Reading a coffee house menu can sometimes feel like reading Greek. The following coffee and espresso drink glossary will help you navigate your way through your local coffee house menu.
Café Americano: Equal parts espresso and hot water. Similar in consistency to American drip brewed coffee.
Café au Lait: One part coffee, one part steamed milk. May be served with or without milk foam.
Café Breve: A cappuccino made with half and half instead of milk.
Equal parts espresso, steamed half and half, and foam.
Café Latte: One part espresso, two parts steamed milk. May or may not be served with milk foam.
Café Romano: A shot of espresso served with a wedge or twist of lemon.
Cappuccino: Equal parts espresso, steamed milk, and milk foam. This drink contains less milk and is more concentrated than a café latte.
Crema: The thick, creamy, caramel colored foam that forms on top of a shot of espresso as it is brewed. Crema dissipates as a shot of espresso sits. Absence of crema on a shot indicates either a poorly made shot or a lack of freshness, both of which will negatively impact the flavor.
Double: Two shots of espresso or a drink made with two shots of espresso.
Espresso: A very strong, concentrated coffee made with a dark roasted bean that has been brewed using pressurized steam.
One regular shot of espresso is roughly one ounce.

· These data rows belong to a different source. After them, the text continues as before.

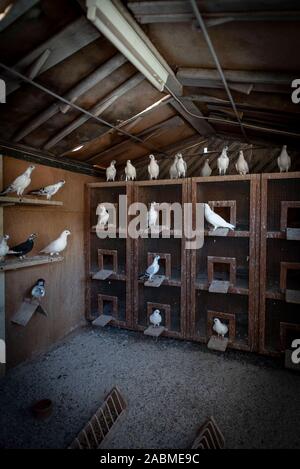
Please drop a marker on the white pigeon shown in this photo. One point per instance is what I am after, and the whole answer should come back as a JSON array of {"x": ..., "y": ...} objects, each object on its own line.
[
  {"x": 4, "y": 248},
  {"x": 284, "y": 160},
  {"x": 130, "y": 171},
  {"x": 181, "y": 166},
  {"x": 155, "y": 318},
  {"x": 58, "y": 245},
  {"x": 220, "y": 328},
  {"x": 152, "y": 269},
  {"x": 20, "y": 183},
  {"x": 173, "y": 169},
  {"x": 50, "y": 190},
  {"x": 152, "y": 215},
  {"x": 241, "y": 165},
  {"x": 111, "y": 171},
  {"x": 223, "y": 161},
  {"x": 153, "y": 168},
  {"x": 103, "y": 215},
  {"x": 215, "y": 220},
  {"x": 206, "y": 169}
]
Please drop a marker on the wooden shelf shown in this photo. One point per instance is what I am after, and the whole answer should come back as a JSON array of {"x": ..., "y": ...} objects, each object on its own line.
[
  {"x": 15, "y": 264},
  {"x": 241, "y": 287},
  {"x": 9, "y": 201}
]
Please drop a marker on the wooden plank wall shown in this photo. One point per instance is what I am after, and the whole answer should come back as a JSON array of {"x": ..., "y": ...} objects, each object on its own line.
[{"x": 65, "y": 281}]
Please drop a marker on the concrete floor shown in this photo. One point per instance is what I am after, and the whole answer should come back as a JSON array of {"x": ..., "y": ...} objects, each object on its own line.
[{"x": 171, "y": 387}]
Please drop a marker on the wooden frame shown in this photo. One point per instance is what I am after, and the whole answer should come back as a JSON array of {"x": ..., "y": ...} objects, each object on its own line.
[
  {"x": 267, "y": 233},
  {"x": 250, "y": 291},
  {"x": 141, "y": 190},
  {"x": 111, "y": 299},
  {"x": 231, "y": 261},
  {"x": 127, "y": 189},
  {"x": 108, "y": 252},
  {"x": 227, "y": 317},
  {"x": 162, "y": 307},
  {"x": 226, "y": 204}
]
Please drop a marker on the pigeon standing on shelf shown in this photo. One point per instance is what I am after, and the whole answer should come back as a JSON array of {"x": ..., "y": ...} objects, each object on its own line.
[
  {"x": 181, "y": 166},
  {"x": 215, "y": 220},
  {"x": 241, "y": 165},
  {"x": 155, "y": 318},
  {"x": 38, "y": 291},
  {"x": 152, "y": 269},
  {"x": 58, "y": 245},
  {"x": 153, "y": 168},
  {"x": 223, "y": 161},
  {"x": 220, "y": 328},
  {"x": 284, "y": 160},
  {"x": 152, "y": 215},
  {"x": 21, "y": 250},
  {"x": 173, "y": 169},
  {"x": 20, "y": 183},
  {"x": 111, "y": 171},
  {"x": 206, "y": 169},
  {"x": 103, "y": 215},
  {"x": 130, "y": 171},
  {"x": 50, "y": 190},
  {"x": 4, "y": 248}
]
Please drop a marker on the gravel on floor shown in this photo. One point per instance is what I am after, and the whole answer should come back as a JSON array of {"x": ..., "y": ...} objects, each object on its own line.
[{"x": 170, "y": 386}]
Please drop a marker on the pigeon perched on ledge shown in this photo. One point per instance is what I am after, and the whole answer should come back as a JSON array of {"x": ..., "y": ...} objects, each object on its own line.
[
  {"x": 111, "y": 171},
  {"x": 58, "y": 245},
  {"x": 38, "y": 291},
  {"x": 155, "y": 318},
  {"x": 4, "y": 248},
  {"x": 151, "y": 270},
  {"x": 215, "y": 220},
  {"x": 284, "y": 160},
  {"x": 50, "y": 190},
  {"x": 22, "y": 249},
  {"x": 153, "y": 168},
  {"x": 20, "y": 183},
  {"x": 220, "y": 328}
]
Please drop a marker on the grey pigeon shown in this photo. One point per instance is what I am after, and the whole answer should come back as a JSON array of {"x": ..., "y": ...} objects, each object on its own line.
[
  {"x": 20, "y": 183},
  {"x": 38, "y": 291},
  {"x": 50, "y": 190},
  {"x": 152, "y": 269}
]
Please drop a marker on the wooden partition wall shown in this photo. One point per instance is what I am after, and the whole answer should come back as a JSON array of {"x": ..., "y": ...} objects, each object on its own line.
[{"x": 249, "y": 277}]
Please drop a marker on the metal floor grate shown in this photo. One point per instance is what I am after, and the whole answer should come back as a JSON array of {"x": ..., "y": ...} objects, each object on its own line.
[{"x": 102, "y": 422}]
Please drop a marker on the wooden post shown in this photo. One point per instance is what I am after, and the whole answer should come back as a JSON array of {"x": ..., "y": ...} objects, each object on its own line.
[{"x": 2, "y": 277}]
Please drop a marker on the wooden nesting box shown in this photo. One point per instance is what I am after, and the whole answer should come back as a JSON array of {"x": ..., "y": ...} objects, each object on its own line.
[
  {"x": 279, "y": 318},
  {"x": 224, "y": 271}
]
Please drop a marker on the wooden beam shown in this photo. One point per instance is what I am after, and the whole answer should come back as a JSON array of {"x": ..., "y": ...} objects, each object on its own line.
[
  {"x": 196, "y": 77},
  {"x": 24, "y": 152},
  {"x": 17, "y": 10},
  {"x": 83, "y": 86},
  {"x": 71, "y": 39},
  {"x": 96, "y": 110},
  {"x": 199, "y": 124},
  {"x": 173, "y": 122}
]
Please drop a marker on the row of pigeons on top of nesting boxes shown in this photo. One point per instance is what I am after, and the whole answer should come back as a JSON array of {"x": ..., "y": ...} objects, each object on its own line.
[{"x": 178, "y": 169}]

Espresso Con Panna: A shot of espresso topped with whipped cream.
Foam/Froth: The foam created when milk or cream is steamed. Good foam is thick, small celled (very small bubbles) and should not dissipate easily.

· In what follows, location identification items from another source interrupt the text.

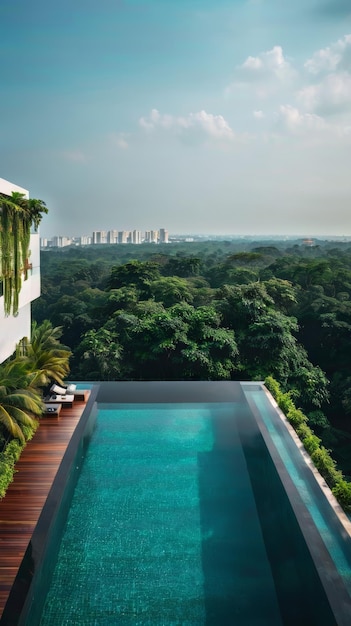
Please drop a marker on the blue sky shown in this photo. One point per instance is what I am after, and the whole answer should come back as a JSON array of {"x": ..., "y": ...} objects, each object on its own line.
[{"x": 211, "y": 116}]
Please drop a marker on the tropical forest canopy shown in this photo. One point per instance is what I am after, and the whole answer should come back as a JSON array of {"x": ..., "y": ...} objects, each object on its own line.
[{"x": 212, "y": 311}]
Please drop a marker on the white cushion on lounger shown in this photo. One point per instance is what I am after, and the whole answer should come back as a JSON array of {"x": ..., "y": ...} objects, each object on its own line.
[{"x": 57, "y": 389}]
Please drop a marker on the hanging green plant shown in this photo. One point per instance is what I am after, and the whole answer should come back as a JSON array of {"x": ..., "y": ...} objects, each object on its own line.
[{"x": 17, "y": 215}]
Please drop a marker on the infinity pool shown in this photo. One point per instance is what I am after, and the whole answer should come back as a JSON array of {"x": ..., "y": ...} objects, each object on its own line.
[{"x": 180, "y": 517}]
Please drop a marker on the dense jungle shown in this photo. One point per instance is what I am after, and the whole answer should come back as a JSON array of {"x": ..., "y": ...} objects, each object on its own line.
[{"x": 212, "y": 310}]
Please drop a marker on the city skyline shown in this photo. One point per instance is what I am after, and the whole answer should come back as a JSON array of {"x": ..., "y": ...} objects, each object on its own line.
[{"x": 213, "y": 116}]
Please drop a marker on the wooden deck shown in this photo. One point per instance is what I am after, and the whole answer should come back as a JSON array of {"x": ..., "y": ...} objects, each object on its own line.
[{"x": 25, "y": 498}]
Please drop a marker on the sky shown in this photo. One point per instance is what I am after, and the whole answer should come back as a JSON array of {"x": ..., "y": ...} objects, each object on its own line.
[{"x": 198, "y": 116}]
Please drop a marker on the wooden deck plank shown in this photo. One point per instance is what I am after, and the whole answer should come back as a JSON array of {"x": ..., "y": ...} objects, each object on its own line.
[{"x": 26, "y": 496}]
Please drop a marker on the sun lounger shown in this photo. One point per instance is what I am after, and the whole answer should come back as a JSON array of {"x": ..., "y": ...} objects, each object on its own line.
[
  {"x": 65, "y": 400},
  {"x": 52, "y": 410},
  {"x": 79, "y": 394}
]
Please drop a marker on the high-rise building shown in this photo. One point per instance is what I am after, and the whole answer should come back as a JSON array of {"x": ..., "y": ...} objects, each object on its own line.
[
  {"x": 99, "y": 236},
  {"x": 112, "y": 236},
  {"x": 136, "y": 236},
  {"x": 15, "y": 328},
  {"x": 123, "y": 236}
]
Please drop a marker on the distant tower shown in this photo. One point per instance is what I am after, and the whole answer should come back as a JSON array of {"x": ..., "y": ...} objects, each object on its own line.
[
  {"x": 122, "y": 236},
  {"x": 136, "y": 236},
  {"x": 163, "y": 235},
  {"x": 99, "y": 236},
  {"x": 112, "y": 236}
]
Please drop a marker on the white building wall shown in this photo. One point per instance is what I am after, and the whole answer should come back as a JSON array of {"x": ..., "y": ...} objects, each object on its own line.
[{"x": 13, "y": 329}]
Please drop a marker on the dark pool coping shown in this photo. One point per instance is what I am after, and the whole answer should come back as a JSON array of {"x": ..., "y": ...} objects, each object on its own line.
[
  {"x": 32, "y": 571},
  {"x": 334, "y": 588}
]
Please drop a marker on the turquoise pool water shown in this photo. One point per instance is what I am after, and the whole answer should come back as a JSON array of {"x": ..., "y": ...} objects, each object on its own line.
[
  {"x": 336, "y": 541},
  {"x": 132, "y": 551},
  {"x": 179, "y": 518}
]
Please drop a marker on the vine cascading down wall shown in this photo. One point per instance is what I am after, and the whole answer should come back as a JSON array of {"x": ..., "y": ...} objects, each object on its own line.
[{"x": 17, "y": 215}]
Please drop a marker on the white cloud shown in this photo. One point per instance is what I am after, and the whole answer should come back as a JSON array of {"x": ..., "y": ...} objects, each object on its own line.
[
  {"x": 213, "y": 126},
  {"x": 294, "y": 120},
  {"x": 331, "y": 95},
  {"x": 76, "y": 156},
  {"x": 331, "y": 58},
  {"x": 271, "y": 63}
]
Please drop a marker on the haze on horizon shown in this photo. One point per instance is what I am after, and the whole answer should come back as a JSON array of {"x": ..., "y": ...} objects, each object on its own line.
[{"x": 203, "y": 116}]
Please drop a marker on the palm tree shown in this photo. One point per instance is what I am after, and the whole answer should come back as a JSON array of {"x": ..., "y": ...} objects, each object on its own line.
[
  {"x": 44, "y": 354},
  {"x": 20, "y": 400}
]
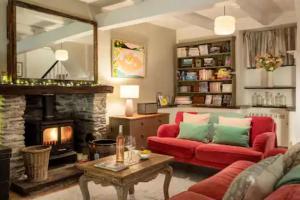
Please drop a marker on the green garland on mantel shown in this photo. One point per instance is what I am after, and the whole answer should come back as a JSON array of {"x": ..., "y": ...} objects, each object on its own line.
[{"x": 38, "y": 82}]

Long (lungo) Shot: A shot of espresso allowed to brew longer and with more water.
A long shot is usually between 2-3 ounces in volume. During the longer extraction, more flavor compounds are extracted from the grounds giving it a slightly different flavor from a regular shot.

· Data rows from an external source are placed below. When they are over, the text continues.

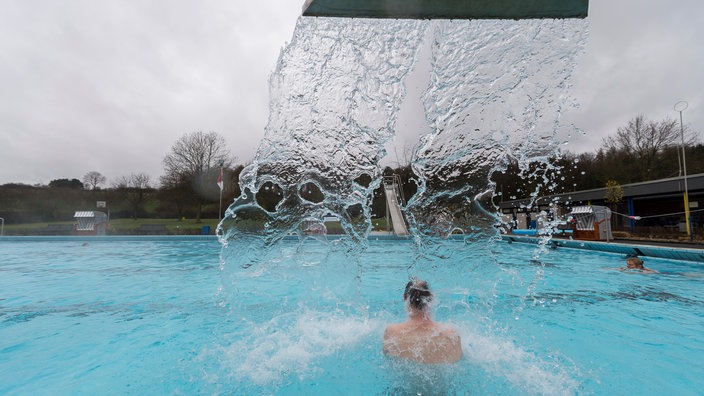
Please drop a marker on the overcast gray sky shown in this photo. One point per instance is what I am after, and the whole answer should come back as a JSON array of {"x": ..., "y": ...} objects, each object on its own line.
[{"x": 110, "y": 85}]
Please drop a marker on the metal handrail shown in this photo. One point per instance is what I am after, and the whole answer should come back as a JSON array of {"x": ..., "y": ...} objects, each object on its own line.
[{"x": 395, "y": 181}]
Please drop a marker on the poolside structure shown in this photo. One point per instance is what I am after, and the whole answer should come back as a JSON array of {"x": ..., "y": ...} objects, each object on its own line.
[
  {"x": 447, "y": 9},
  {"x": 90, "y": 222},
  {"x": 394, "y": 200},
  {"x": 592, "y": 222}
]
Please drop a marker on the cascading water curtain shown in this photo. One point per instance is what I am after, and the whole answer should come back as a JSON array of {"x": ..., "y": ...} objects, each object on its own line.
[
  {"x": 496, "y": 92},
  {"x": 335, "y": 94}
]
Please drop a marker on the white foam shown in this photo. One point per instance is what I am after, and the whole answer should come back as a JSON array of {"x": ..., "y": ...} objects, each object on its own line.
[
  {"x": 526, "y": 371},
  {"x": 293, "y": 343}
]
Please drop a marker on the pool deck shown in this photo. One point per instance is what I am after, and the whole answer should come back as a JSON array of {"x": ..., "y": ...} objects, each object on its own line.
[
  {"x": 672, "y": 250},
  {"x": 644, "y": 248}
]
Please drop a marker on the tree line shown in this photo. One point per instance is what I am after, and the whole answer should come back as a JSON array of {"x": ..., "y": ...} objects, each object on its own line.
[{"x": 639, "y": 151}]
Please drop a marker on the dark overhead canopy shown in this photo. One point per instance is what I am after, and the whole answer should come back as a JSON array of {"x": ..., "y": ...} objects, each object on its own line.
[{"x": 447, "y": 9}]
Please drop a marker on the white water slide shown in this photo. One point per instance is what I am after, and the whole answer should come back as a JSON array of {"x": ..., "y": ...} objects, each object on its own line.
[{"x": 394, "y": 200}]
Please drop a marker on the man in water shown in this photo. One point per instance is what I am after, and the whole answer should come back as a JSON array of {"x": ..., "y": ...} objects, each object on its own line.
[
  {"x": 419, "y": 338},
  {"x": 635, "y": 263}
]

Macchiato: A shot of espresso with a dollop of milk foam. Macchiato means “mark” as in the espresso is marked with a dab of milk foam.
Short (ristretto) Shot: A shot of espresso allowed to brew for a shorter amount of time, yielding about 3/4 ounce of liquid. The shorter brew time restricts the compounds that are extracted from the grounds giving it a slightly different flavor from a regular shot.
Single: One shot of espresso or a drink made with one shot of espresso.
Straight: A shot of espresso served without anything added.